Mark Bonchek and Elisa Steele, writing for the Harvard Business Review, describe eight discrete thinking styles, while the folks at Clearer Thinking list 16. The Mayo Clinic staff boils it down to two, asking: Are you a positive or negative thinker?
They explain, “Positive thinking doesn’t mean that you ignore life’s less pleasant situations. Positive thinking just means that you approach unpleasantness in a more positive and productive way. You think the best is going to happen, not the worst.”
They urge us to follow one simple rule, “Don’t say anything to yourself that you wouldn’t say to anyone else.”
Changing our thoughts
Can we really redirect our thoughts?
If your answer is yes, try asking yourself these two questions, from time to time: Q1: “What am I thinking about right now?” and Q2: “Does it serve me?”
Says life coach Jennifer Bailey, “I often ask a client whether a particular thought or belief serves her,” along with, “Does the thought feel good when you think it?” and, “What new thought would benefit you?”
Mental fitness coach Natalie McNamara asks clients,“Is the thought serving you, or is it an old default thought you have carried around for years?”
Thoughts help us sort through challenges and create new ideas, but they also tap into our insecurities and fears, leading us to wonder when a new thought presents: Am I better off keeping this thought alive, or trying to move it along?
Magical and mysterious
Our thoughts are both magical and mysterious, powerful and potent. “Thoughts are mental energy,” Wayne Dyer said. “They’re the currency that you have to attract what you desire.
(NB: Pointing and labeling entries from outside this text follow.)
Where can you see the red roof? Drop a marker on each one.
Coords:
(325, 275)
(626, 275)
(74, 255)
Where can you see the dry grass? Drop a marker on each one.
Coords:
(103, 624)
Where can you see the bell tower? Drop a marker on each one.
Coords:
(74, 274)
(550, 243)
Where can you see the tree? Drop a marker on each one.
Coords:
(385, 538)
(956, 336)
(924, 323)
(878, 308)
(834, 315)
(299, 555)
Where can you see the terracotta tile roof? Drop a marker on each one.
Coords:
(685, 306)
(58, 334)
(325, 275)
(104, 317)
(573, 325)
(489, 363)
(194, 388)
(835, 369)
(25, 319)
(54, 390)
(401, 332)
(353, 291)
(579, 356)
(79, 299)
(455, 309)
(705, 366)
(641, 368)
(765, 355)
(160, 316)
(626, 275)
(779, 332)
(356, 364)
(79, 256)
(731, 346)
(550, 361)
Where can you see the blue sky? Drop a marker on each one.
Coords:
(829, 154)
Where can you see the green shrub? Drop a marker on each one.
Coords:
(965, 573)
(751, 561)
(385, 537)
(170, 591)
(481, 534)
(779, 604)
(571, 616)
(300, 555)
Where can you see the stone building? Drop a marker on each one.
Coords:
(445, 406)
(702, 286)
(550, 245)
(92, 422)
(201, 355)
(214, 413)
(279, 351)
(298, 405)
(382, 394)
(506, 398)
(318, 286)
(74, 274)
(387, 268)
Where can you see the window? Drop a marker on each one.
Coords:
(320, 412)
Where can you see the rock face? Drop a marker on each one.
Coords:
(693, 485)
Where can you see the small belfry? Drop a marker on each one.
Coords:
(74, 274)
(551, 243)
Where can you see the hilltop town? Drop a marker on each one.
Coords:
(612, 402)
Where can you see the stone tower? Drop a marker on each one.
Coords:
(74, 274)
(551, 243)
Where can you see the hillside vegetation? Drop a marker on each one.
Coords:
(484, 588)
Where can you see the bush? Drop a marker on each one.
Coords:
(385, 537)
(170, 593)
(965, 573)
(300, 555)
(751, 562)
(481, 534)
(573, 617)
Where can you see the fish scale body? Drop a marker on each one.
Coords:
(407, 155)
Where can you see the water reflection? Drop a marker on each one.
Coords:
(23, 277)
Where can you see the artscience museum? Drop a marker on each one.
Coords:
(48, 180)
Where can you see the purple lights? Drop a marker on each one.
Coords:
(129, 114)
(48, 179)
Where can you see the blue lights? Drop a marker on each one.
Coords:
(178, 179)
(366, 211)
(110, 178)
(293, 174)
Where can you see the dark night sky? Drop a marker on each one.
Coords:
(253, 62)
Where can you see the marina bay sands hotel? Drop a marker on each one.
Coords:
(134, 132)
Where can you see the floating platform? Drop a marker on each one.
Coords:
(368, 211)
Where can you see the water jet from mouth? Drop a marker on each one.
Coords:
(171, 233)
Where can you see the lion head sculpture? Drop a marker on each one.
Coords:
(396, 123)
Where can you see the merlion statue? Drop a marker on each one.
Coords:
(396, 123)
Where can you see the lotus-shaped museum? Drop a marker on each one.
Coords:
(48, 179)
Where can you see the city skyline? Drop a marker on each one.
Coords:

You must learn to stop spending that currency on thoughts you don’t want.”
Author William Deresiewicz weighs in: “Thinking means concentrating on one thing long enough to develop an idea about it. Not learning other people’s ideas, or memorizing a body of information, however much those may sometimes be useful. Developing your own ideas. In short, thinking for yourself.”
Ness Labs encourages us to create healthy thinking habits – they suggest building a digital garden where you can “plant seeds of ideas, connect thoughts together, and gradually implement feedback from others or your own new discoveries.”
And Richard Watson, writing for Fast Company, urges us to ask ourselves, “Where do I do my best thinking?”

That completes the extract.